Kampung Fauzan

surau

Foto Istimewa

Cerpen: Mustofa W Hasyim

 erkampungan itu dulu merupakan kebun kosong. Letaknya di dekat selokan. Tanahnya rendah. Pada zaman kerajaan dulu kabarnya, tempat itu merupakan parit pertahanan yang memanjang mengelilingi kota. Setelah ibukota kerajaan pindah, tanah yang semula parit itu kemudian berubah kebun kosong, tidak jelas siapa yang punya. Paritnya mengecil menjadi selokan. Karena tanahnya rendah, setiap musim penghujan di beberapa tempat muncul mata air jernih, yang mengalir ke selokan itu, dan ikan-ikan dari sungai atau sawah banyak yang berenang naik masuk ke selokan itu. Dulu banyak anak-anak yang suka memancing pada musim hujan, ketika air selokan penuh dan banyak ikan dari bawah yang tersesat ke tempat itu. Tempatnya rimbun karena banyak pohon besar, bahkan di sebelah selatan sangat rimbun karena ada kebun salak yang kabarnya sangat angker. Anak-anak tidak ada yang berani memancing ikan sampai ke dekat kebun salak itu. Meski pohon salaknya berbuah lebat, tidak ada seorang anak pun yang berani mencuri buah salak yang besar-besar itu.

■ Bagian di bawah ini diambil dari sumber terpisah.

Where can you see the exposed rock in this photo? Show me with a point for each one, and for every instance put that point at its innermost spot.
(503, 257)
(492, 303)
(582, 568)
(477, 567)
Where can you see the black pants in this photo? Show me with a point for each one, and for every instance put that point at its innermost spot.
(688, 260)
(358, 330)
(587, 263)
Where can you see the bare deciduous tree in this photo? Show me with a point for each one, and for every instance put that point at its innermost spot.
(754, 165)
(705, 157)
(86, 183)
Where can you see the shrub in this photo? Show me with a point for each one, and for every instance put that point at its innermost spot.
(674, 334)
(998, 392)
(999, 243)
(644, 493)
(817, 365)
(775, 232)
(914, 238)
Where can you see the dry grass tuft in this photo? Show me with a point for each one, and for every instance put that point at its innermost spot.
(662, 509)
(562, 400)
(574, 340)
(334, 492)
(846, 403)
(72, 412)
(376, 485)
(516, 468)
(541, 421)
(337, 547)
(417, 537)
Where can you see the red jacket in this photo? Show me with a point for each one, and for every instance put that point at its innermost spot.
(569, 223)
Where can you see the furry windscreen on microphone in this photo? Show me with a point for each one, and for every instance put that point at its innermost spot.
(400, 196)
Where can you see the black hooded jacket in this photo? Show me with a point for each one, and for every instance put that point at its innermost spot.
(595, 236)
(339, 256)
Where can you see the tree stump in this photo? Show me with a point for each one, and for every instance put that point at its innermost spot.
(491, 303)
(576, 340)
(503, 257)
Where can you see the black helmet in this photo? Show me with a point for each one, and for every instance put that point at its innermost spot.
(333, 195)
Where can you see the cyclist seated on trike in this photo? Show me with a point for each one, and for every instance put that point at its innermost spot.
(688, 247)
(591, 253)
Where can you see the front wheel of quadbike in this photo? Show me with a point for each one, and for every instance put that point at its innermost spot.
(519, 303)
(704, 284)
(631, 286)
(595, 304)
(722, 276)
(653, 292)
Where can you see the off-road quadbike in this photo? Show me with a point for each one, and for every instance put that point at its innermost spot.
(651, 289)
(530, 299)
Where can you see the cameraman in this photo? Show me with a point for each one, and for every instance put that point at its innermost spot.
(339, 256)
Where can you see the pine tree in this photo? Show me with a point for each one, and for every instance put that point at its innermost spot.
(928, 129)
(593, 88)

Sekarang kebun kosong itu telah hilang, demikian juga kebun salaknya. Di tempat itu berderet rumah-rumah sederhana, karena penghuninya juga termasuk orang-orang sederhana. Mereka semula adalah orang boro atau para perantau dari Gunungkidul, dari Purworejo, dari Kulonprogo, atau dari Klaten. Lama kelamaan mereka menetap di situ. Membangun rumah di kebun kosong dan menjadikan selokan panjang itu sebagai tempat untuk membuang limbah, sekaligus kakus panjang. Maka berbeda dengan dulu, selokan itu sekarang berbau sampah dan kotoran. Air jernihnya lenyap, diganti air kotor buangan dari rumah-rumah.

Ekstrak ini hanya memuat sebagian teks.